Lecture Notes on Normal Distribution

Introduction

Understanding the normal distribution is crucial for many statistical analyses.
Key characteristics:
- Mean = Median = Mode
- Symmetric distribution
- Asymptotic: continues indefinitely without reaching zero

Models many real-world phenomena effectively.
Beyond three standard deviations from the mean, the curve captures nearly all data (99.7%).
Normal distribution is frequently used due to its properties.

Different distributions have different means and standard deviations.
The mean (population mean) represents the central average.
Standard deviation indicates the spread or variability in data.
- 1 standard deviation (±σ) covers approximately 68% of data.
- 2 standard deviations (±2σ) cover about 95%.
- 3 standard deviations (±3σ) cover about 99.7%.

Given:
- Population consumes an average of 100 pounds of gummy bears per day.
- Standard deviation is 10 pounds.
Question: What's the probability someone eats more than 140 pounds?

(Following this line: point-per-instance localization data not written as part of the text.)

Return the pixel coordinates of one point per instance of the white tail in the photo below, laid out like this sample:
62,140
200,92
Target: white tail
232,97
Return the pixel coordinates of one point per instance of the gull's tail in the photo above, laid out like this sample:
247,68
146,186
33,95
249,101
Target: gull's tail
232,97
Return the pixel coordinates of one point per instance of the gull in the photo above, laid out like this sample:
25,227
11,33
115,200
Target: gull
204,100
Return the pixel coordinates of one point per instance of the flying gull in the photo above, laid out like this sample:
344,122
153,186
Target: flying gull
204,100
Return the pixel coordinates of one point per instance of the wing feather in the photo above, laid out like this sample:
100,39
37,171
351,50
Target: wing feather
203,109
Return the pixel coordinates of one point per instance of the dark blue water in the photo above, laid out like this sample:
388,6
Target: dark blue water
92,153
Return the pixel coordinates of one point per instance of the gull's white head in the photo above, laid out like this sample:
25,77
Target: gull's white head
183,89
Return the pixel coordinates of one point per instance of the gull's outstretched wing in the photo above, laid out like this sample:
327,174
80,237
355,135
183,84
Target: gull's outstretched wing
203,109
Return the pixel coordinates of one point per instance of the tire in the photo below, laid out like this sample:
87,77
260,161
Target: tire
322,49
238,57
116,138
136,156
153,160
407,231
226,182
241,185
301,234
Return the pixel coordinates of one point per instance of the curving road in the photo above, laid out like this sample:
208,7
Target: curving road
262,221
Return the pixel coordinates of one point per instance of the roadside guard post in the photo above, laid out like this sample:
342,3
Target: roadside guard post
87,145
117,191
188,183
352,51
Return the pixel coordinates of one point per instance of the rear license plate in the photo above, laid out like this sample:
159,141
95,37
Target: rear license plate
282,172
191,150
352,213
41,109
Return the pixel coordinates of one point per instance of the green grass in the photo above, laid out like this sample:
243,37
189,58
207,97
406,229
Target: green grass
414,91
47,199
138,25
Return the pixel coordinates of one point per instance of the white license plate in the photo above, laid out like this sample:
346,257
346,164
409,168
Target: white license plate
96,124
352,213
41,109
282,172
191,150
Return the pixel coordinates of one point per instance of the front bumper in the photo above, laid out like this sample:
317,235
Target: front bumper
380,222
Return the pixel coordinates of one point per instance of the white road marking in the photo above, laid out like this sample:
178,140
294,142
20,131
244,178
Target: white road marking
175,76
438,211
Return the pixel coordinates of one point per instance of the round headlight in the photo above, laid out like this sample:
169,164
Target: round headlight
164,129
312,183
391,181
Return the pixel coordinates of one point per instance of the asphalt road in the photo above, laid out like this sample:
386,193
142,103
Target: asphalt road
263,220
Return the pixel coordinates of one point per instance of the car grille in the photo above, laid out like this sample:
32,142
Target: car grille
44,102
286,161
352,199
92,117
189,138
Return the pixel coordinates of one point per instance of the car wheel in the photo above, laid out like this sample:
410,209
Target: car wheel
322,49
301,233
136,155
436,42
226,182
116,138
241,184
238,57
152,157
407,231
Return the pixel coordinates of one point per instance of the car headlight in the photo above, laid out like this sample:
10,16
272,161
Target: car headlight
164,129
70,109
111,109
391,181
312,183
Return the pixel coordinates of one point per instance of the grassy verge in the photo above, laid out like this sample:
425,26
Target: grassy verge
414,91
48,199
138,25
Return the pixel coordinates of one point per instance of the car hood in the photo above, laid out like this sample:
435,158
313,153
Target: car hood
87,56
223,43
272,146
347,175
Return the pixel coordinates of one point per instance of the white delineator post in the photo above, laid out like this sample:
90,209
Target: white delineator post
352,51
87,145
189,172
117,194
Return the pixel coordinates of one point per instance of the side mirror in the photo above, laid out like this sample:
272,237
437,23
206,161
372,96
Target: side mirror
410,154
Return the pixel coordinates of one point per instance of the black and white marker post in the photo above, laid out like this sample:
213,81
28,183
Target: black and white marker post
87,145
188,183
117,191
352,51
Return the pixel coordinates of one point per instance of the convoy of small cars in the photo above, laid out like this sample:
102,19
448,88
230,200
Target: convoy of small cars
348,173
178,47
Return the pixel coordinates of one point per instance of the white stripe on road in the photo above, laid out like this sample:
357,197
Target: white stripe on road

Identify Mean and Standard Deviation:
- Mean (µ) = 100 pounds
- Standard Deviation (σ) = 10 pounds
Calculate Z-Score:
- Formula: [ z = \frac{(X - \mu)}{\sigma} ]
- For 140 pounds: [ z = \frac{(140 - 100)}{10} = 4 ]
- Z-score of 4 indicates 4 standard deviations above the mean.
Interpret the Z-Score:
- Use z-score to find the corresponding probability from a z-table.
- For high z-scores (e.g., z = 4), probabilities are very low (e.g., less than 0.001).

A z-score represents how many standard deviations a data point is from the mean.
Positive z-score: above the mean
Negative z-score: below the mean
Useful for standardizing different normal distributions to utilize a common z-table.